Hunter Rush ('08, '11M)

Hunter Rush"Last semester I received an email from the School of Education letting me know that I was nominated to apply for the Strong Scholar Award, which was to be awarded to one graduate and one undergraduate student that year. The award identifies prominent, up and coming pre-service teachers at different points in their teacher preparation. I felt honored just to be nominated and enjoyed writing the required essay to discuss my goals as a future teacher. Within a few weeks of submitting my application, I found out that I had been selected and would receive the award along with $5,000 to help pay off loans and set up my future classroom! I was determined to make the Hattie M. Strong Foundation and my professors proud by being the best student teacher I could be before beginning my placements the following semester."

"My first student teaching placement was one that I had to "audition" for. I had heard about the dual language immersion pilot program at a local elementary school a year or so before it started and hoped, if there was a chance, to be a part of it. During the fall of 2010, I was contacted by the school and asked to prove or demonstrate my Spanish speaking abilities. I went in for my audition and was met by my future cooperating teacher. She, a native Spanish speaker, began a conversation with me to see how much Spanish I knew and if I could actually communicate.

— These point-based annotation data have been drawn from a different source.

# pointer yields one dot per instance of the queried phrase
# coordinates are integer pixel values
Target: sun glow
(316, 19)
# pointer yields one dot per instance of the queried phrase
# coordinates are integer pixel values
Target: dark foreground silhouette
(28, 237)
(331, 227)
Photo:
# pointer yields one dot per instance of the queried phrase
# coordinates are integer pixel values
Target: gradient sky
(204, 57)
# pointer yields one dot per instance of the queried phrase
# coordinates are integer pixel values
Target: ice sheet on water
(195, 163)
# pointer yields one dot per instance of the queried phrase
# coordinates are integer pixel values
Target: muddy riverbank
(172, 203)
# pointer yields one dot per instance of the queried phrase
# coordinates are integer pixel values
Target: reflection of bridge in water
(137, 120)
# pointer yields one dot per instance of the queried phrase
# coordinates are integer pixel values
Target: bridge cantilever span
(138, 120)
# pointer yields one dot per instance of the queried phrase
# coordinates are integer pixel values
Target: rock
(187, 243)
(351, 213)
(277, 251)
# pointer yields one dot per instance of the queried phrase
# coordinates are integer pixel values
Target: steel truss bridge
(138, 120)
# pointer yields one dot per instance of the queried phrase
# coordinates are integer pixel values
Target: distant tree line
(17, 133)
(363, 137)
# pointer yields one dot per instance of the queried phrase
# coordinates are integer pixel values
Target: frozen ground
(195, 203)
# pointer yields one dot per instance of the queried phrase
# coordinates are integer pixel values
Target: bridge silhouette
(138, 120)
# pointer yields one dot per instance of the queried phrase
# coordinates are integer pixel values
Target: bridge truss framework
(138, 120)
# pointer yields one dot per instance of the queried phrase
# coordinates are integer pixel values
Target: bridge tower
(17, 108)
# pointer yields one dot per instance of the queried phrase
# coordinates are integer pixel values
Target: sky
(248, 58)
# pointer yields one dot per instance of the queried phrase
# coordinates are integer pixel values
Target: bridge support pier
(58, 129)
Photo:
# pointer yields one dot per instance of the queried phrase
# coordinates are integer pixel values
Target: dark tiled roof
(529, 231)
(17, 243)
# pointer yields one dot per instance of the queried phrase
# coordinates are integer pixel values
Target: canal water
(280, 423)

Within two minutes she was on her classroom phone to let the principal know that she had found a potential substitute for the dual language classroom. The principal made some phone calls and quickly had my name put on the substitute list. That meant I was able to meet my future students and sub in the kindergarten classroom before I started student teaching."

"Once my placement actually began, I immediately fell in love with the elementary-school culture and how friendly the staff, administrators and students were. Since the pilot dual language program was so new, I spent an average of 11 hours at school a day planning and creating materials from scratch, and I LOVED EVERY MINUTE OF IT. One day, during the last few weeks of my placement, I found myself setting up my bulletin board at 8PM after having arrived that morning at 7:15. All of a sudden a small dog walked into my room and was soon followed by the principal who had returned to school to clean up his office. We talked for a long time, and he encouraged me to attend a local job fair (At Harrisonburg High School) later that month. I went to the job fair to interview with Harrisonburg City Public Schools and was hired on the spot! I was ecstatic and could not be happier about returning to the elementary school as a real teacher."

"Shortly before being hired, I found out that I was selected by the members of the School of Education at JMU to be inducted as a Virginia Teacher of Promise (TOP). During the last weekend of March, I attended the TOP conference and received a pin, medal, and certificate to commemorate the honor. I attended workshops and participated in several small-group discussions about teaching and changing the world one student at a time. I left the Institute feeling more determined than ever to meet the needs of my students."

"I am currently completing my last student teaching placement at a high school in a nearby county, and I am loving every minute of it as well. At first, I missed the tiny chairs and the knee-high hugs, but soon I found out how much I love my content and being able to provide emotional and academic support to teenagers."

"I am grateful for the support I have received from each of my professors, university supervisors, cooperating teachers, and administrators and cannot wait to have a classroom of my own this fall!"